Have this mind among yourselves, which is yours in Christ Jesus

Christ's humility (Matthew 11:29, 23:12; Luke 14:11, 18:14).

he was in the form of God

As Adam and Eve in paradise, before the fall, since man (John 19:5) was initially made in God's image (Genesis 1:26-27, 5:1; Wisdom 2:23); see also Last Adam and Adam Kadmon.

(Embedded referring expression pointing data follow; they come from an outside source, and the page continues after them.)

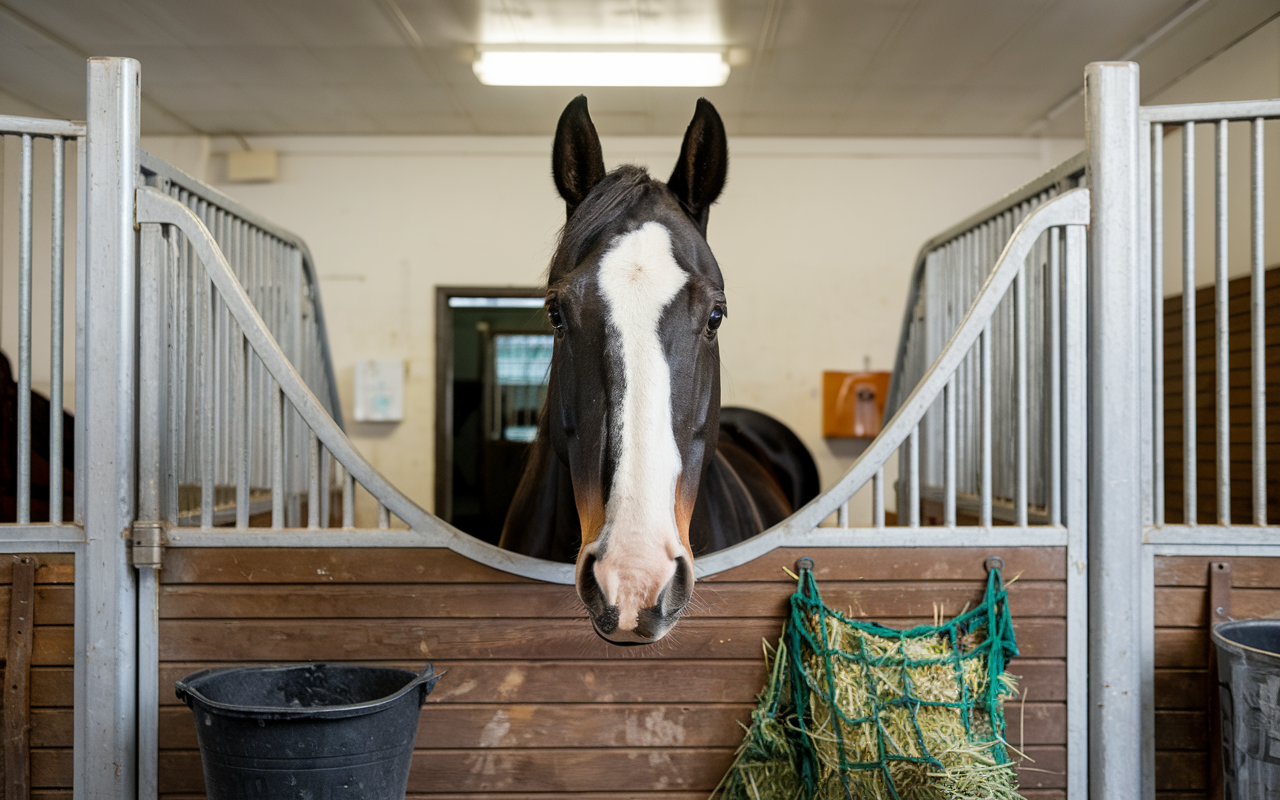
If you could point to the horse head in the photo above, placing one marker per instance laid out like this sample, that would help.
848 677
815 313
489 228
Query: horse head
632 408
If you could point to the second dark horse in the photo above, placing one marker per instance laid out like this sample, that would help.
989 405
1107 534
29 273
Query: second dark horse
635 469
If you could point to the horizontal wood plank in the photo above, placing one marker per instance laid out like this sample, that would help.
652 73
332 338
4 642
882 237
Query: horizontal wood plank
859 599
247 640
572 769
625 681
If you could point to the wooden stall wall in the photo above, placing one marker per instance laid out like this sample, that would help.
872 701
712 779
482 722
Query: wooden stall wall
534 704
1183 652
37 673
1239 398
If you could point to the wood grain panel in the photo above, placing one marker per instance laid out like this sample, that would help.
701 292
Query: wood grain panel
622 769
859 599
246 640
533 703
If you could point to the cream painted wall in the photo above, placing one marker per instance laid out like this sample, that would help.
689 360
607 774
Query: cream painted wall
816 240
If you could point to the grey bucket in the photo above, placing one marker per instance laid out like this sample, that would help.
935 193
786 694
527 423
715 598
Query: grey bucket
1248 675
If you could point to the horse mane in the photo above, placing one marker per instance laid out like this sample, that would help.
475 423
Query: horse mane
616 192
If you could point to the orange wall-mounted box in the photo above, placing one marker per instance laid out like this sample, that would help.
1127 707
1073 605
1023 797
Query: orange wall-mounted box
853 403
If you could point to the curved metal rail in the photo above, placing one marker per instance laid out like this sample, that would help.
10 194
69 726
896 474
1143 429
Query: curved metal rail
425 529
429 530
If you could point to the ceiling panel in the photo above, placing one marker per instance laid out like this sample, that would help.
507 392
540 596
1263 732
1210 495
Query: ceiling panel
800 67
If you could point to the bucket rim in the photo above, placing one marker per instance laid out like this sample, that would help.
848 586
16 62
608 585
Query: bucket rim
190 695
1221 640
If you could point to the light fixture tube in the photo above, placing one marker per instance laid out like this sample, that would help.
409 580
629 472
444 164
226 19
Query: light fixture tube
599 68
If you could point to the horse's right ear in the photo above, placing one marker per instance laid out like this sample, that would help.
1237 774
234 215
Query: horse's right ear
577 163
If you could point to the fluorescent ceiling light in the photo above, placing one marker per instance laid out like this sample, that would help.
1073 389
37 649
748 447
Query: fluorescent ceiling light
599 68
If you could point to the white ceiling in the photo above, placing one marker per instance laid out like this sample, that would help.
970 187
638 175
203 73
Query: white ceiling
801 67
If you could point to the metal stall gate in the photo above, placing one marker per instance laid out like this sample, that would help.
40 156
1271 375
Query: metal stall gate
208 429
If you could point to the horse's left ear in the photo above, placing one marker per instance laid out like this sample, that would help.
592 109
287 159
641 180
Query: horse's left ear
703 165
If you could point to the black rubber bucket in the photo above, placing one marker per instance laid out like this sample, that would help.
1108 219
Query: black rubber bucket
1248 675
306 732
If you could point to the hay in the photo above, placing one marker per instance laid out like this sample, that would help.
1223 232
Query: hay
854 709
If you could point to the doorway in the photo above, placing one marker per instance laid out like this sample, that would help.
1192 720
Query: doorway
493 355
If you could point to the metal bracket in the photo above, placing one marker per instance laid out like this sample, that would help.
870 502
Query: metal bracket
149 540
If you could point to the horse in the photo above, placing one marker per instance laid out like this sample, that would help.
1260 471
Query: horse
635 471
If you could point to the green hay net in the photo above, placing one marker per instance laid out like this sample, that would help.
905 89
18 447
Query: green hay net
856 709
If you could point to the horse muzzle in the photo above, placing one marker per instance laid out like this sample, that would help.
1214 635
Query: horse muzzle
620 625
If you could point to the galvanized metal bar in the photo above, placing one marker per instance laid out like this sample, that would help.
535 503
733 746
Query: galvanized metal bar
1191 513
1221 330
949 453
913 471
1054 283
1235 110
55 332
1115 423
1022 437
325 478
278 489
242 430
105 653
151 405
878 498
1075 508
208 423
312 480
31 126
1157 315
987 420
348 499
1258 324
23 433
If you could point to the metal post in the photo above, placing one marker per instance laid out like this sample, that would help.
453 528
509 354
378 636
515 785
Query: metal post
1115 419
105 753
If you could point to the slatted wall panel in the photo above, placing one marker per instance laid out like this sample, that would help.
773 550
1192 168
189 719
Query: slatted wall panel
51 657
1182 661
1239 398
534 704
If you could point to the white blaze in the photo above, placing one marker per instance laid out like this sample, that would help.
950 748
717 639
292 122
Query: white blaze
638 278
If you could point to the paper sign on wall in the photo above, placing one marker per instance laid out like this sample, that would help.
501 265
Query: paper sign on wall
379 391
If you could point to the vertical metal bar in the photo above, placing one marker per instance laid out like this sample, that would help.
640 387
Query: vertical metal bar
987 420
1115 432
55 334
878 498
1020 457
208 423
312 480
151 405
23 432
913 471
1221 323
1257 323
1191 513
106 604
1055 376
278 489
325 478
348 501
242 440
1075 511
949 453
1157 316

Typologically, the untilled ground from which Adam was taken (Genesis 2:4-7) parallels the untouched womb from which Christ was born (Matthew 1:18-25, Luke 1:26-36); notice also the Spirit's life-giving role and presence in both passages, as well as both being called sons of God (Luke 3:38).

did not count equality with God a thing to be grasped

Unlike the primordial couple, whose hearts were poisoned by the venom of the snake, before grasping or reaching for the fruit of the tree of knowledge, in their perverted desire to become godlike (Genesis 3:1-6), in a manner befitting fallen angels (Isaiah 14:12-14).

emptied himself

Of man's ancestral pride and selfishness (Matthew 16:24, Mark 8:34, Luke 9:23).

by taking the form of a servant

As opposed to that of a master (Matthew 20:25-27, 23:11; Mark 10:42-44; Luke 22:25-27) or earthly king (Matthew 21:5, John 12:15), contrary to preconceived Jewish expectations of how the Messiah was supposed to be(have).

being born in the likeness of men. And being found in human form

Fallen humanity, when contrasted to its initial paradisiacal state, alluded to earlier (Psalm 82:6-7, Hebrews 4:15).

he humbled himself by becoming obedient to the point of death, even death on a cross

The crucifixion, seen as a harrowing self-sacrifice, in light of Christ's complete obedience (Matthew 6:10, 26:42; Luke 11:2, 22:42).